3. **"Ours" is the Top Performer:** The method labeled "Ours" demonstrates the highest and most consistent accuracy across the entire range of attack ratios tested.
### Interpretation
This chart is a robustness evaluation of federated learning aggregation or defense strategies. The "Attack ratio" simulates an increasingly hostile environment where a larger portion of participating devices are malicious (e.g., sending poisoned model updates).
* **What the data suggests:** The proposed method ("Ours") and the "Median" aggregation are significantly more resilient to Byzantine (malicious) attacks than the other compared methods. Their design likely incorporates robust statistics or other mechanisms that are not easily fooled by a high volume of adversarial inputs.
* **How elements relate:** The sharp drop-off for FedAvg, ShieldFL, PBFL, and FoolsGold indicates they have a breaking point. Their defense mechanisms may work well when malicious actors are a minority but become overwhelmed and fail completely when malicious participants approach or exceed 40-50% of the total. Biscotti's linear decline suggests its defense is fundamentally less effective, offering little resistance as attacks increase.
* **Notable Anomaly:** The near-identical performance of FedAvg, ShieldFL, PBFL, and FoolsGold until the 30% mark is striking. It suggests that under moderate attack conditions, these different methods offer similar levels of protection, and their key differentiator is their failure mode under extreme conditions.

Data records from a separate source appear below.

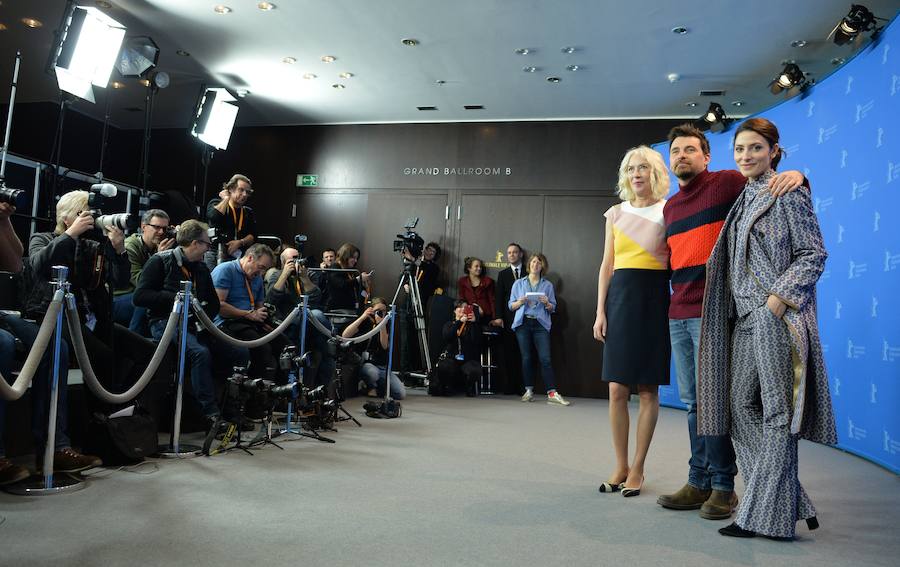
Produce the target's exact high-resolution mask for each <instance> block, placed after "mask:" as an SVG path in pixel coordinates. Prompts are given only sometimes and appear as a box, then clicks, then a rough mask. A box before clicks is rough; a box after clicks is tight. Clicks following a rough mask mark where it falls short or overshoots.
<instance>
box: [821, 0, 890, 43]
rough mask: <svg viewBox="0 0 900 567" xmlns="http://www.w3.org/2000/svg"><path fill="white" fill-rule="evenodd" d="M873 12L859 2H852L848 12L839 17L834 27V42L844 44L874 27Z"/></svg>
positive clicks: (873, 17)
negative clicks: (849, 10) (852, 2)
mask: <svg viewBox="0 0 900 567" xmlns="http://www.w3.org/2000/svg"><path fill="white" fill-rule="evenodd" d="M876 19H878V18H876V17H875V14H873V13H872V12H870V11H869V9H868V8H866V7H865V6H862V5H860V4H852V5H851V6H850V12H849V13H848V14H847V15H846V16H844V17H843V18H841V21H839V22H838V24H837V25H836V26H835V27H834V29H833V30H832V32H831V33H832V34H834V43H836V44H837V45H846V44H848V43H850V42H851V41H853V40H854V39H856V37H857V36H858V35H859V34H861V33H862V32H867V31H871V30H873V29H875V20H876Z"/></svg>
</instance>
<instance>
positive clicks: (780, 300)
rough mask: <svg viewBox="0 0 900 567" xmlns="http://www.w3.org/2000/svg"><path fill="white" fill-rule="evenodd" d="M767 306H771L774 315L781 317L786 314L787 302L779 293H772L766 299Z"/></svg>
mask: <svg viewBox="0 0 900 567" xmlns="http://www.w3.org/2000/svg"><path fill="white" fill-rule="evenodd" d="M766 307H768V308H769V311H771V312H772V315H775V317H777V318H779V319H781V318H782V317H783V316H784V312H785V311H787V304H786V303H785V302H783V301H781V299H779V297H778V296H777V295H770V296H769V299H767V300H766Z"/></svg>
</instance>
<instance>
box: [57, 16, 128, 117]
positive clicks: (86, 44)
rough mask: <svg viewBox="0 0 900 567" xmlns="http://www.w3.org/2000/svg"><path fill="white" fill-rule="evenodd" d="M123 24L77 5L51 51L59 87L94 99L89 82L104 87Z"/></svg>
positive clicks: (117, 49)
mask: <svg viewBox="0 0 900 567" xmlns="http://www.w3.org/2000/svg"><path fill="white" fill-rule="evenodd" d="M124 37H125V27H124V26H123V25H122V24H120V23H119V22H117V21H116V20H114V19H112V18H110V17H109V16H107V15H106V14H104V13H103V12H101V11H100V10H98V9H97V8H93V7H84V6H77V7H75V8H74V9H73V10H72V12H71V14H70V15H69V16H68V17H67V18H66V19H65V20H64V21H63V24H62V26H61V28H60V30H59V31H58V33H57V44H56V45H55V46H54V51H53V52H52V53H51V57H52V59H53V61H52V62H53V69H54V70H55V71H56V80H57V83H58V84H59V88H60V89H62V90H64V91H66V92H68V93H72V94H73V95H75V96H77V97H79V98H83V99H85V100H89V101H91V102H94V90H93V88H92V85H94V86H98V87H101V88H106V85H107V84H109V76H110V74H111V73H112V70H113V66H114V65H115V63H116V58H117V56H118V54H119V48H120V47H121V46H122V39H123V38H124Z"/></svg>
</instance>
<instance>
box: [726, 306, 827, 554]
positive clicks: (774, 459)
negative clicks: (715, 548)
mask: <svg viewBox="0 0 900 567" xmlns="http://www.w3.org/2000/svg"><path fill="white" fill-rule="evenodd" d="M731 365H732V370H731V440H732V442H733V443H734V450H735V453H736V455H737V461H738V470H739V471H740V472H741V474H742V476H743V478H744V486H745V490H744V497H743V499H742V500H741V502H740V505H739V506H738V510H737V517H736V518H735V522H736V523H737V525H738V526H740V527H742V528H744V529H745V530H751V531H754V532H757V533H759V534H762V535H768V536H774V537H786V538H790V537H793V536H794V528H795V524H796V523H797V522H798V521H799V520H803V519H806V518H809V517H812V516H815V515H816V511H815V508H814V507H813V505H812V502H810V500H809V496H807V494H806V491H804V490H803V487H802V486H800V481H799V479H798V478H797V441H798V436H797V435H792V434H791V416H792V413H793V376H794V374H793V362H792V357H791V340H790V335H789V331H788V329H787V324H786V323H785V322H784V321H782V320H780V319H777V318H776V317H775V316H774V315H773V314H772V312H771V311H769V308H768V307H766V306H765V305H763V306H762V307H760V308H758V309H756V310H755V311H753V312H751V313H749V314H748V315H746V316H745V317H742V318H741V319H739V320H738V322H737V326H736V327H735V330H734V335H733V339H732V351H731Z"/></svg>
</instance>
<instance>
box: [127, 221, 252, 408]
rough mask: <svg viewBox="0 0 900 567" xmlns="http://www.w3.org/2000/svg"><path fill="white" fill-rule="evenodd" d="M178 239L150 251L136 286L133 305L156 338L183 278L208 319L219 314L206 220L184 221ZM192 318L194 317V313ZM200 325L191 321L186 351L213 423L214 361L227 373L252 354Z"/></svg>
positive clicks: (168, 311) (191, 376) (196, 394)
mask: <svg viewBox="0 0 900 567" xmlns="http://www.w3.org/2000/svg"><path fill="white" fill-rule="evenodd" d="M176 243H177V247H175V248H172V249H169V250H163V251H161V252H158V253H156V254H154V255H152V256H150V258H149V259H148V260H147V263H146V264H144V268H143V270H141V275H140V279H139V280H138V283H137V288H136V289H135V291H134V304H135V305H136V306H137V307H143V308H146V309H147V313H148V317H149V319H150V333H151V335H152V336H153V338H154V339H155V340H157V341H158V340H160V339H161V338H162V335H163V332H164V331H165V328H166V322H167V320H168V318H169V315H170V314H171V312H172V305H173V304H174V302H175V296H176V295H177V294H178V292H179V291H180V290H181V282H182V281H186V280H190V281H191V282H192V283H193V286H192V296H193V297H196V298H197V300H198V301H199V302H200V304H201V305H202V306H203V310H204V311H205V312H206V314H207V315H209V317H210V318H213V317H215V316H216V315H218V313H219V296H218V295H217V294H216V290H215V287H213V281H212V277H211V276H210V274H209V270H208V269H207V267H206V264H205V263H203V261H202V260H203V255H204V254H205V253H206V251H207V250H209V247H210V241H209V236H208V235H207V227H206V225H205V224H203V223H201V222H199V221H196V220H188V221H185V222H184V223H183V224H182V225H181V226H180V227H179V229H178V234H177V236H176ZM185 309H190V305H185ZM191 317H192V318H193V317H195V316H194V315H193V314H191ZM194 320H196V319H194ZM196 327H197V325H188V335H187V337H186V339H187V340H186V350H185V352H186V355H187V359H188V360H189V361H190V369H191V386H192V389H193V394H194V398H195V399H196V400H197V403H199V404H200V410H201V411H202V412H203V415H204V416H206V418H207V419H208V420H210V421H211V422H213V421H215V419H216V418H217V417H218V415H219V407H218V405H217V404H216V396H215V383H214V382H213V361H214V360H215V361H219V363H220V367H222V368H223V369H224V371H225V372H226V373H227V371H229V370H231V367H232V366H233V365H238V366H243V365H246V364H247V360H248V359H249V357H250V355H249V353H248V352H247V349H242V348H236V347H232V346H230V345H226V344H224V343H221V342H219V341H215V340H212V339H211V337H209V335H208V334H207V333H202V337H198V329H197V328H196ZM174 340H175V337H173V341H174ZM213 355H215V357H214V356H213Z"/></svg>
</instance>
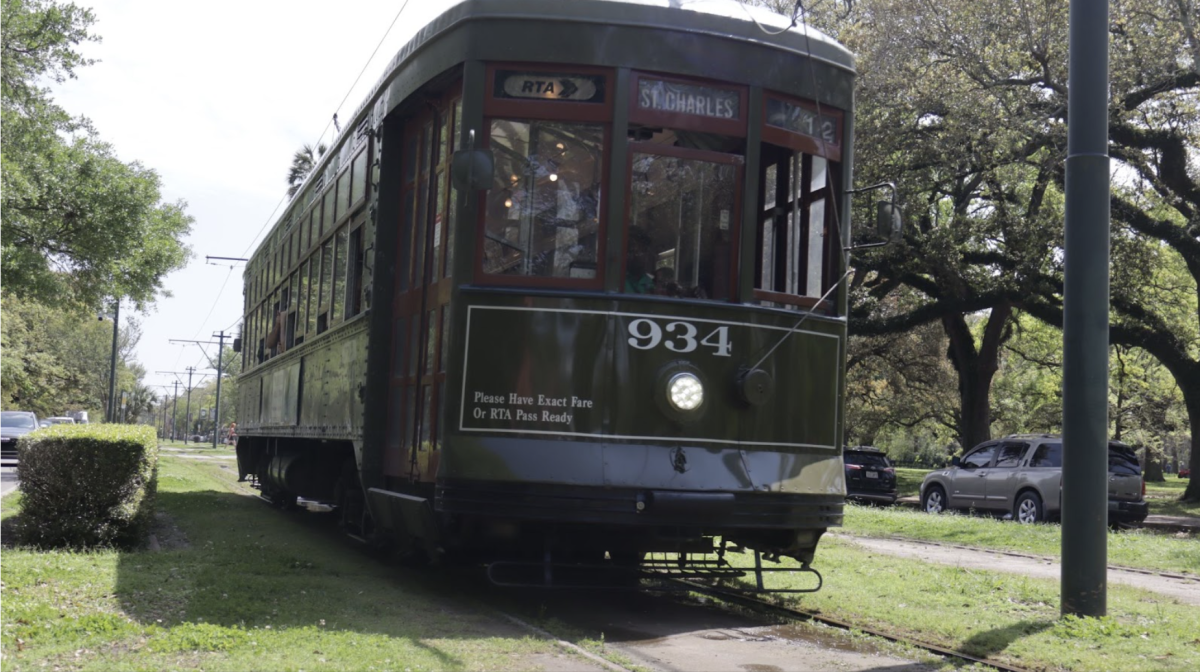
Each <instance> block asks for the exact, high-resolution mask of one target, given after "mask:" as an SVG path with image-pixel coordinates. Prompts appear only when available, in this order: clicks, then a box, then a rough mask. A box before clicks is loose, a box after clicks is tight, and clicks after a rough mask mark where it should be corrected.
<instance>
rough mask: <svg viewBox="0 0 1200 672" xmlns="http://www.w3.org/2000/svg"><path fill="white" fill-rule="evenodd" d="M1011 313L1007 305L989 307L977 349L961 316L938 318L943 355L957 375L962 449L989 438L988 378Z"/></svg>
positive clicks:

* **Practical Implication:** For a real-world federated learning system where security is a concern, choosing an aggregation method from Tier 1 ("Ours" or "Median") would provide a much larger safety margin. Methods from Tier 2 might be acceptable only if the system can guarantee the attack ratio will never approach the 30-40% threshold.